At work today, I wound up on the phone with a man stationed in Iraq, a site manager (whatever that may be). I never know what to say when hanging up with someone in that position. "Good luck" seems a little tacky, you know? So I just opt for my usual, just ignore this extra information altogether. They were about eight hours ahead of us. I think I ended up telling him to have a good evening twice. The hell am I supposed to say?
(How I often feel when having to deal with reality. We like Butters.)
I finished a book last week, Religious Literacy, the author of whom appeared not too long ago on The Daily Show. I thought, that's a book for me! Eh, not really. The first half was more about why our country is so ignorant about the history and essential backgrounds of the world's religions. It was vaguely interesting, it's just that I don't really care why. I mostly wanted the second half, which goes into the basic essentials of the major religions, things of which I know almost nothing, including Christianity. It was informative but I've already forgotten it all. Oh well. (It was in dictionary format, not too much in context usage, really...)
Then I attempted Paul Krugman's book The Great Unraveling, which made me feel like a moron. (Surprisingly, I found a clip of Mr. Krugman on The Colbert Report and he seemed very out of his element and not the least bit enjoying himself. Bizarre.)

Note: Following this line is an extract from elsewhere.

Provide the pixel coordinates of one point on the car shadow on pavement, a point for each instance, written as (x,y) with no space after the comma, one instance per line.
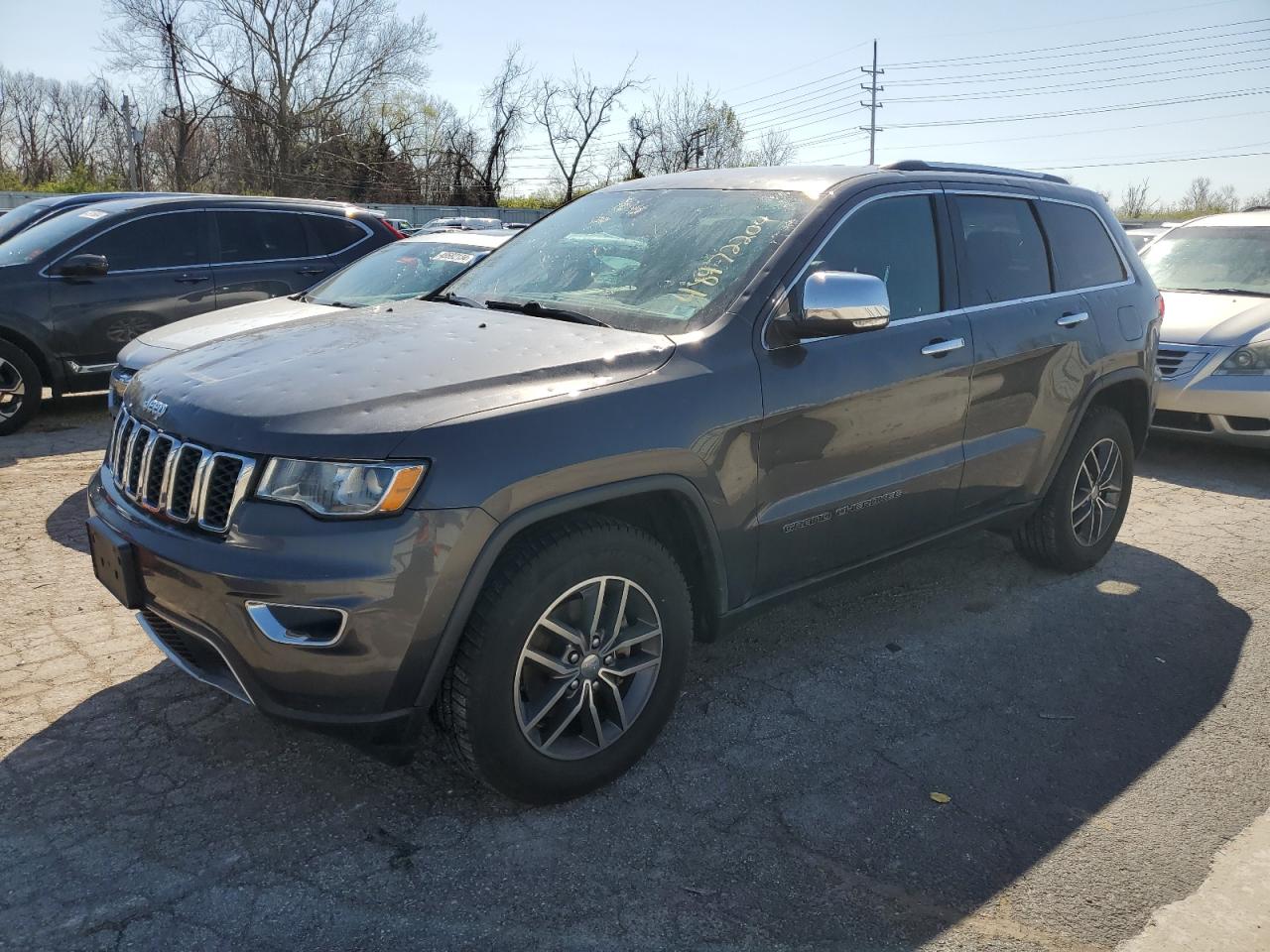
(1199,463)
(788,803)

I love Krugman's op-ed columns I've read in the New York Times, but he's first and foremost an economist. This book was full of his essays and columns, but well, this was a book for someone who knew at least something about economics. It was a little bit like reading a book written entirely in Japanese; I just didn't have a chance. At least with Japanese I wouldn't feel like I was supposed to understand. I gave it about a fourth of the way in before saying fuck it.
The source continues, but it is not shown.